I am often asked by people how they can improve the speed and range of their home and office Wi-Fi connections. So, here are 11 tips.
1. Place your router (or wireless access point) near the center of your home.
Wi-Fi signals don't travel very far before they degrade; you want to be as close to your router as possible and don't want to create "dead zones."
2. Don't place your router in a closet.
Walls degrade the signal.
3. Keep your router away from other electronic devices to prevent interference.
Microwaves have historically been especially notorious for interfering with routers communicating at 2.4GHz, but many other electronic devices also have an impact. If you have a cordless phone system that operates on the same band as your router, see if disconnecting the phone system improves Wi-Fi connections; if so, you may want to either replace the phone system with one that operates at a different band or switch your Wi-Fi network to another band.

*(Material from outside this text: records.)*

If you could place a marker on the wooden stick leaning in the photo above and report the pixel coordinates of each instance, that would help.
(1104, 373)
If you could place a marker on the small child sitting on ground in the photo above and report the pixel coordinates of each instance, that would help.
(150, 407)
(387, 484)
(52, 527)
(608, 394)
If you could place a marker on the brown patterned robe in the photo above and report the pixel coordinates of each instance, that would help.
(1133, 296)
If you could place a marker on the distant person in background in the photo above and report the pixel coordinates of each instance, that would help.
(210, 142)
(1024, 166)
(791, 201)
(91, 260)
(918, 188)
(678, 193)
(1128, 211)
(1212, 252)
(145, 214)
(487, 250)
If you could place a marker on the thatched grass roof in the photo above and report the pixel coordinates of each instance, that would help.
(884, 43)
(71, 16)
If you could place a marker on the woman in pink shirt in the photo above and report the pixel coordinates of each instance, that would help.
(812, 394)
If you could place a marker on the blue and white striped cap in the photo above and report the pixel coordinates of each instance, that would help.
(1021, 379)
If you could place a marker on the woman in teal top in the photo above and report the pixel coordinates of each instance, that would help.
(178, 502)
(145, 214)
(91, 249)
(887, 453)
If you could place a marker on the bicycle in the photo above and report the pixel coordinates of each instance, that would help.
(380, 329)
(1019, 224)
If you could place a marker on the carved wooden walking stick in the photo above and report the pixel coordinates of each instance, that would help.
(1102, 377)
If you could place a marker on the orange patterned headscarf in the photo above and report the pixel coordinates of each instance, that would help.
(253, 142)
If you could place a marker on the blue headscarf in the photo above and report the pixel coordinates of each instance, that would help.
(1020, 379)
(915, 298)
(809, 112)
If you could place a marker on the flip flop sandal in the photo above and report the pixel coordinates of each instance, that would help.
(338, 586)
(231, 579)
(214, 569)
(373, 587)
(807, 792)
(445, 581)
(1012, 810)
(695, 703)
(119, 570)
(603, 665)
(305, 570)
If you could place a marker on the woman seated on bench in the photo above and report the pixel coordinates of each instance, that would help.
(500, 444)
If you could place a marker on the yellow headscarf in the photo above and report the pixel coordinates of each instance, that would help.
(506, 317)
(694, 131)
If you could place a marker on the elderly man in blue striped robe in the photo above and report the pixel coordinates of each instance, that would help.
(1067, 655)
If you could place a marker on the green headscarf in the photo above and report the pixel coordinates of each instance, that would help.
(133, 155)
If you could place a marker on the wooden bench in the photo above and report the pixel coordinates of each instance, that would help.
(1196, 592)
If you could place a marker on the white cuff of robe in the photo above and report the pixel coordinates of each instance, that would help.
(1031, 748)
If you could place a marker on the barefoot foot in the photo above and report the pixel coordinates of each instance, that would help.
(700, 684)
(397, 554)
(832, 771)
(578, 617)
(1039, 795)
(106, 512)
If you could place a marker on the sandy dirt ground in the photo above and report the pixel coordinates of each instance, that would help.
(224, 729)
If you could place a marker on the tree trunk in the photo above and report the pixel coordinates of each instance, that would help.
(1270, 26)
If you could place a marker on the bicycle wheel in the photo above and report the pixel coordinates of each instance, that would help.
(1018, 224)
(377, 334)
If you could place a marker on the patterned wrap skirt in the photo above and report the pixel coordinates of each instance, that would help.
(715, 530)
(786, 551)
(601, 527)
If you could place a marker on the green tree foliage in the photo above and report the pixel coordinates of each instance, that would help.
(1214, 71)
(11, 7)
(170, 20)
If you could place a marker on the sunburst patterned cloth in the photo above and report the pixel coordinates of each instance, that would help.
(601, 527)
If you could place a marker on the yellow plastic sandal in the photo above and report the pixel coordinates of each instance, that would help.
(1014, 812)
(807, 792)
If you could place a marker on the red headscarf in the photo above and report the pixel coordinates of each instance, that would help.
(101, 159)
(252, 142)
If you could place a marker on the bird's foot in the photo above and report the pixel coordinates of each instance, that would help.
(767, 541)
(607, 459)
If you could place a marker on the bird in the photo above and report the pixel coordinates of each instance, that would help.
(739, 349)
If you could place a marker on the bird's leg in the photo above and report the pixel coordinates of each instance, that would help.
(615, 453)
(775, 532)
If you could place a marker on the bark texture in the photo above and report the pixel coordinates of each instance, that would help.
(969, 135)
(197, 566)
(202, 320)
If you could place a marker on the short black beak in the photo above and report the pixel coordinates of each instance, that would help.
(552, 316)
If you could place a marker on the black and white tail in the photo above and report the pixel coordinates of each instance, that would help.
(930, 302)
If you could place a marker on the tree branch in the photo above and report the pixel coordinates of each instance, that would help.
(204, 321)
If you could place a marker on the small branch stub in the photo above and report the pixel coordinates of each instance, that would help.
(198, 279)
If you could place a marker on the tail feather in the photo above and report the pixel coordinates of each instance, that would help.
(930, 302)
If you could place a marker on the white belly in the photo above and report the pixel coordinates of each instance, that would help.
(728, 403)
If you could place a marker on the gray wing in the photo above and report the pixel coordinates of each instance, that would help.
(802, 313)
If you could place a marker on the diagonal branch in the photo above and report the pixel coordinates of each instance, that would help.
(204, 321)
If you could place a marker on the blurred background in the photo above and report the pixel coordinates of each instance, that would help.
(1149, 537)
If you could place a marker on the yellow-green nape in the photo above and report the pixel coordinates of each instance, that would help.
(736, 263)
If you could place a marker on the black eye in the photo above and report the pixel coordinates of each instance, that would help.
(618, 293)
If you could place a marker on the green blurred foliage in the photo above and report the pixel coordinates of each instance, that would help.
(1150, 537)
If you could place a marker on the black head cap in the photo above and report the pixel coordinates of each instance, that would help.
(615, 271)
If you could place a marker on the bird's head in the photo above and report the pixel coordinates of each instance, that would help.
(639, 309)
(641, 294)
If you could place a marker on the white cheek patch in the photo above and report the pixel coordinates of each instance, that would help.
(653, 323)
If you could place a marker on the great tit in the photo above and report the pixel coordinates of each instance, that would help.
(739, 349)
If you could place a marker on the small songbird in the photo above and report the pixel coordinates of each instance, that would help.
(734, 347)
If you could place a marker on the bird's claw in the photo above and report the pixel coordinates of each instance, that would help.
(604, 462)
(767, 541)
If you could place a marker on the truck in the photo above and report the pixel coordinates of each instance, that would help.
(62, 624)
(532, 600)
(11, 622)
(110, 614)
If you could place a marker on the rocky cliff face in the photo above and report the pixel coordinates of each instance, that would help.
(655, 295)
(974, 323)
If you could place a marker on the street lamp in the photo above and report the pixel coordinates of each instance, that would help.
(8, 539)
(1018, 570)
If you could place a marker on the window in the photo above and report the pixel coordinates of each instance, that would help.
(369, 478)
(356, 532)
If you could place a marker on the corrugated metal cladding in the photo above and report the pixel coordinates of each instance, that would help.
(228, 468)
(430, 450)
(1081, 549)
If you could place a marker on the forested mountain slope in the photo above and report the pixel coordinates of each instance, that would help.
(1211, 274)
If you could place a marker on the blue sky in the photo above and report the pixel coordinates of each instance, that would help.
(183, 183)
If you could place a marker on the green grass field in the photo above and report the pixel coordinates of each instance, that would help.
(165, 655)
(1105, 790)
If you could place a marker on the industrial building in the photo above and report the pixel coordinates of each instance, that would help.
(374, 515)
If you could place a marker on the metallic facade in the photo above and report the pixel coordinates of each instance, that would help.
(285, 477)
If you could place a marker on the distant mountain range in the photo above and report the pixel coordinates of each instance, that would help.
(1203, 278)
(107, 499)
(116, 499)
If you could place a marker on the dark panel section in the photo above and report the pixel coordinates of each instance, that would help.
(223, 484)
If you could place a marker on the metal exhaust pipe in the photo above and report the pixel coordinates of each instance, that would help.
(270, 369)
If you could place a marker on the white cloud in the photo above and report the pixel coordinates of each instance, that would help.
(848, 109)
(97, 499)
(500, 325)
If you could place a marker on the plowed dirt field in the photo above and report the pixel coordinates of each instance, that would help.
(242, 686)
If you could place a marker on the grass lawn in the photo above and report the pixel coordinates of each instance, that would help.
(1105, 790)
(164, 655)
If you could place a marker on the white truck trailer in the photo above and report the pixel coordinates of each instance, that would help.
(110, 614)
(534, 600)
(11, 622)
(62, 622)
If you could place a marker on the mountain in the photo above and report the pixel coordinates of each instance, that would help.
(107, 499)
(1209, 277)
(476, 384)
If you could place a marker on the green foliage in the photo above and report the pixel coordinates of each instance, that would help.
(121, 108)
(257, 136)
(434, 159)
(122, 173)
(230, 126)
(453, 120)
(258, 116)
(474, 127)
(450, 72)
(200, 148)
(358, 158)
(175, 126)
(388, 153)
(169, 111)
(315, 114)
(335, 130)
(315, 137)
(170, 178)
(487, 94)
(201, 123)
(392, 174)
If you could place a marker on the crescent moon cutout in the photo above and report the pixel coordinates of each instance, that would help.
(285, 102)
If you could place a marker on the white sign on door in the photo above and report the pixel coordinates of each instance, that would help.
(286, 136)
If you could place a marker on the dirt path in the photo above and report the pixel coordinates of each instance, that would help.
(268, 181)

4. Place your router high up.
This helps because the radio waves transmitted from routers spread out and down. If putting the router in a high location is not possible, at least don't place it on or near the floor as doing so can cause various problems depending on the materials used to construct the floor. Also, consider that human bodies (or anything else containing water) can inhibit the transmission of radio signals, so especially in a place that is expected to be crowded, you want the router to be higher than any people in the room.
5. Keep the firmware on your router and wireless devices up to date.
Some updates improve performance, so check the router vendor's website for updates, download them, and install them. Of course, if your router is quite old, replacing it with newer technology might also yield dramatic improvements due to better throughput and better ways of dealing with signal range. Some 802.11ac routers, for example, both improve connection speed and dynamically direct more of their signal in the direction of connected devices using a process known as "beanforming." (While you would need newer 802.11ac devices to take full advantage of beanforming, in some cases routers can use beanforming to improve connections to older devices as well.)
6. Enable security.
If someone else is "borrowing" your Wi-Fi connection, that will impact performance. (Of course, there are many other reasons to enable security as well.)
7. If your router has external antennas on it, experiment with placing some antennas vertically and some horizontally.
In general, devices with antennas that are parallel to one another communicate better, so for smartphones and tablets ideally you'd want the antennas in varying alignments since the devices are going to be held in multiple positions. That said, antennas in the vertical position generally spread their signal out better horizontally (better for covering an entire story of a house), and those that are horizontal spread our better vertically (better for multistory transmissions); the mix of all these factors is why experimenting is a good idea.
8. Experiment with changing your Wi-Fi channel.
See if performance improves if you change the channel (which can be done quite easily in your router's settings). If other homes in your immediate neighborhood are using Wi-Fi on the same channel as you, switching to another channel may improve performance. If you live in an apartment building, this type of change can often make a big difference.
9. Use a range extender.
You probably don't even have to buy one to take advantage of this benefit; many old routers can be easily set up as wireless repeaters using their standard configuration managers.
10. Use Quality of Service (QoS) settings to prevent inappropriate bandwidth distribution.
There are settings on most modern routers that allow you to prioritize certain applications over others; configuring QoS can help ensure that someone playing video games in your home does not hog all the available bandwidth and disrupt other people's ability to work efficiently or communicate with distant relatives.
11. Reboot your router regularly.
As is the case with most computers, rebooting a router can "clean things up" and make it run more efficiently.